Were You There: A Time to Expose, Implore, and Adore
Editor’s note: Brother Thomas Piolata, OFM Cap., offers a reflection on how Lent is a time to open our wounds to Christ in order to receive his grace and adore him.
“[T]he desert is the place of silence, of solitude…The desert is the place…which sets man before the ultimate demands…In putting aside all preoccupations man encounters his Creator.” –Joseph Ratzinger
Jesus’ days in the desert establish the Lenten experience for us: it is a time to enter into the desert. As such, it is the time to unveil one’s deep existential needs—to encounter the utter poverty of self. Just as the desert threatens biological life, so these elements of the self’s poverty can seem to threaten the whole of our spiritual life. How will I see the face of God in the depths of brokenness and wounds? Will I not, in the presence of such “hunger,” be “tempted by the devil?” (Lk 4: 2)
Perhaps it is right at that moment, however, that the voice of God is most apt to penetrate the heart: “In the beginning, when God created the heavens and the earth, the earth was a formless wasteland, and darkness covered the abyss…Then God said, ‘Let there be light,’ and there was light.” (Gen. 1: 1-3) A formless wasteland. Darkness. Why hide from our own wastelands and darkness—our poverty—when, in fact, those may very well be the precursor to divine speech, to light?
“The Lord is close to the broken hearted, saves those whose spirit is crushed.” (Ps. 35:19) The great French biblical scholar, Albert Gelin, put it nicely: “The poor become religious more easily than the rich, because they are less likely to be self-sufficient and consequently closer to God.” In the encounter with our poverty, Lent can put things into proper perspective: offering the opportunity to attend to our poverty offers the opportunity to turn to and find God anew.

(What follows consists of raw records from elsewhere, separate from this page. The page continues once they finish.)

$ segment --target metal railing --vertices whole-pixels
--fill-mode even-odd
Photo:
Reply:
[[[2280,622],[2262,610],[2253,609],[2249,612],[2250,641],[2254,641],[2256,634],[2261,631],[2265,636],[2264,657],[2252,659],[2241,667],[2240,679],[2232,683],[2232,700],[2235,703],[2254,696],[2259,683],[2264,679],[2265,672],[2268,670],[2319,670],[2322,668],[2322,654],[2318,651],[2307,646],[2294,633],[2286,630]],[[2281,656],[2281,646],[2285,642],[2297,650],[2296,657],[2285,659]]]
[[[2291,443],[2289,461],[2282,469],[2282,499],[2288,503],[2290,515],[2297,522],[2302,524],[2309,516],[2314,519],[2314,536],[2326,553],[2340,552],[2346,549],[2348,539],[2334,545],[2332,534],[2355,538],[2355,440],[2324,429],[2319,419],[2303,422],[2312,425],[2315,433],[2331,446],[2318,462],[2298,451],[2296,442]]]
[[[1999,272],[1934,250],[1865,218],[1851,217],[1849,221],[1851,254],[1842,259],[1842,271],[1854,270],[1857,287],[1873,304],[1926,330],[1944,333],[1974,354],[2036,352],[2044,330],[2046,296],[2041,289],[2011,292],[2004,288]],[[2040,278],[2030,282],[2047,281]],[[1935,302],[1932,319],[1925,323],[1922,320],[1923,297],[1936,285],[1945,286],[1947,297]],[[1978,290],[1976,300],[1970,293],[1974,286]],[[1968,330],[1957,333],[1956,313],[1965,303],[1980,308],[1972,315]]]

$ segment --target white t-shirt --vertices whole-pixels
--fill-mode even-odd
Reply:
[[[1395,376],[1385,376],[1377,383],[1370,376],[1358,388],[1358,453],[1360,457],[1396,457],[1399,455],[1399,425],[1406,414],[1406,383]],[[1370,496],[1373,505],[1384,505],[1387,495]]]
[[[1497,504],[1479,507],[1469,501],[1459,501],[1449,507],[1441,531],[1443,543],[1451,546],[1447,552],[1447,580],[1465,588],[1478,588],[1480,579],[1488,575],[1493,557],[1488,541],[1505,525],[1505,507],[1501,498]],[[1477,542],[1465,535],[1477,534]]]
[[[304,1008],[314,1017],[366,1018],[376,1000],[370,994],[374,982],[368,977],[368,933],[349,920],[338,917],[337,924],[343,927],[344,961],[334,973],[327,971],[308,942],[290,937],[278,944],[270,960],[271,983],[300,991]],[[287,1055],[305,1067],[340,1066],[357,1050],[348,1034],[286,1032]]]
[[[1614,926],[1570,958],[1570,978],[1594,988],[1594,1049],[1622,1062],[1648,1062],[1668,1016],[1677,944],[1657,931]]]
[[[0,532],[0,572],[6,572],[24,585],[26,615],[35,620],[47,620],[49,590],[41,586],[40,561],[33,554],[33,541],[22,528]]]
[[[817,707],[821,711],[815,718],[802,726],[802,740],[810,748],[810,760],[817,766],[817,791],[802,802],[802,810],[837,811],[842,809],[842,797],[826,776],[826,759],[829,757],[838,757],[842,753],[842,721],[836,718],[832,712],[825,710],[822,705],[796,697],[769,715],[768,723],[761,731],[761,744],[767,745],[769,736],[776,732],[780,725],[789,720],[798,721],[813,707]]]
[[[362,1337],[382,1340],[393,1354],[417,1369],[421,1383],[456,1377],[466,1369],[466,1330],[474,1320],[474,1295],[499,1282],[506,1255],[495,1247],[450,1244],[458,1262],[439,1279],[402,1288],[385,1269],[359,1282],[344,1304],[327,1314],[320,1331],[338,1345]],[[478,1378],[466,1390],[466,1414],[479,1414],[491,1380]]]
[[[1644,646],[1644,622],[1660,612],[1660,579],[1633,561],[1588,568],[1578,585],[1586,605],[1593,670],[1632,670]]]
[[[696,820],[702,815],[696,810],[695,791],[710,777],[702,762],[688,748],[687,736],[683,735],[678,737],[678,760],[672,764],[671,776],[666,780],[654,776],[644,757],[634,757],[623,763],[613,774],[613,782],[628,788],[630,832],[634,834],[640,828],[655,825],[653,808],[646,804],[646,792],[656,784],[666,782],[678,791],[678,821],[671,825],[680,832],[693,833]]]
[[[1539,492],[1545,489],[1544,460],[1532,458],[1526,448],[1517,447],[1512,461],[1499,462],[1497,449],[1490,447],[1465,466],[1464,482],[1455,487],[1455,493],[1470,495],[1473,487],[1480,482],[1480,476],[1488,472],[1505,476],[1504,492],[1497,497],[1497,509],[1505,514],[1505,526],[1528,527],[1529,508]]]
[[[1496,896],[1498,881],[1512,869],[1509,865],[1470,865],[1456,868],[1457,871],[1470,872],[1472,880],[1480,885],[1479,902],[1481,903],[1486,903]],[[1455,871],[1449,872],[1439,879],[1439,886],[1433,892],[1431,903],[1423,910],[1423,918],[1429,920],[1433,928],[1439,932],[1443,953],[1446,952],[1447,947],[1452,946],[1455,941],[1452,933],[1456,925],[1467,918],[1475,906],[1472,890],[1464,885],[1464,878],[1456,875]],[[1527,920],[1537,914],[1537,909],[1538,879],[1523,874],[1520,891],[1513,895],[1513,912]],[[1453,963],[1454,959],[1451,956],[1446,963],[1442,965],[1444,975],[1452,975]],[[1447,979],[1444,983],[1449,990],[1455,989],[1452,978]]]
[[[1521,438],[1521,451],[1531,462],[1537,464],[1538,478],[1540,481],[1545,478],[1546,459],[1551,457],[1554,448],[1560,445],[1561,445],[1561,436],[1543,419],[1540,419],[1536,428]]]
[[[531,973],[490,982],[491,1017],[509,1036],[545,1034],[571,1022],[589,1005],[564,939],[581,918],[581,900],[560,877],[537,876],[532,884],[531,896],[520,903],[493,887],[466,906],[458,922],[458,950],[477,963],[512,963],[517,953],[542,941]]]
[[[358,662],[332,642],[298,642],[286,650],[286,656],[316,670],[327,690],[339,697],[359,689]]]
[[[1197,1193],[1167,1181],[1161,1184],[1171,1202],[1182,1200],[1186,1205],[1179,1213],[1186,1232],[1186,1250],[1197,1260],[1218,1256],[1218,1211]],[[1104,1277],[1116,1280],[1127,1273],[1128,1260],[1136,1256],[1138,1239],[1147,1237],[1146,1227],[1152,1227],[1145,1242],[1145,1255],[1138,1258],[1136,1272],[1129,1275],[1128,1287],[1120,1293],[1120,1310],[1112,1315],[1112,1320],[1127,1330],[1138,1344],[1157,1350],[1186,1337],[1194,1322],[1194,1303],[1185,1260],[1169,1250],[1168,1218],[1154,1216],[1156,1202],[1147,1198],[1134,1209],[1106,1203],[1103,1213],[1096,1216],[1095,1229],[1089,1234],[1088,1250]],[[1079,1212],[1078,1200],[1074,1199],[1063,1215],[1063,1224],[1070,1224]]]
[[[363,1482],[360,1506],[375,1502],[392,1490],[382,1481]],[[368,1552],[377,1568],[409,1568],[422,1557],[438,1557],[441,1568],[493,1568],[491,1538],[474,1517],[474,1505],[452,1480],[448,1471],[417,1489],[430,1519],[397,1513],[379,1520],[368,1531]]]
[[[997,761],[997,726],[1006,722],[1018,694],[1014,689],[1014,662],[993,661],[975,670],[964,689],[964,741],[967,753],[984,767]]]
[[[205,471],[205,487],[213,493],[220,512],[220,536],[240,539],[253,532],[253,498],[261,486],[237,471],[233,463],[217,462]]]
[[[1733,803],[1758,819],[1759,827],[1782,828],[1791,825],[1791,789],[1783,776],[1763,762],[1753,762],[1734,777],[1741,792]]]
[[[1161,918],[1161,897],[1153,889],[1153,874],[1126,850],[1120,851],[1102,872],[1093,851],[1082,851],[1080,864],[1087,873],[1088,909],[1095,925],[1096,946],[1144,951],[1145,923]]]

I cannot help but think of St. Bonaventure, who offers a threefold model of prayer: expose, implore, adore. As he says, “in prayer, there are three steps or parts. The first is the exposition of misery; the second is the imploring of mercy; and third, the offering of worship.” He explains that we cannot worship without grace, and we cannot persuade God’s mercy to give grace, except by deploring and exposing our misery and need. In other words: expose, implore, adore. When we expose our misery and poverty, we welcome God, by whose very grace and mercy, we in turn adore. Praising God does not, therefore, involve the evasion of our filth, but the willingness to stand naked before God covered in it.
Expose, implore, adore. It is a rather apt Lenten exercise. For how can we be there with Jesus—in the desert and on the Cross—if we refuse to expose our needs and our wounds?
Reflection Question: what is a wound in your heart today that you can open to Christ’s light and peace?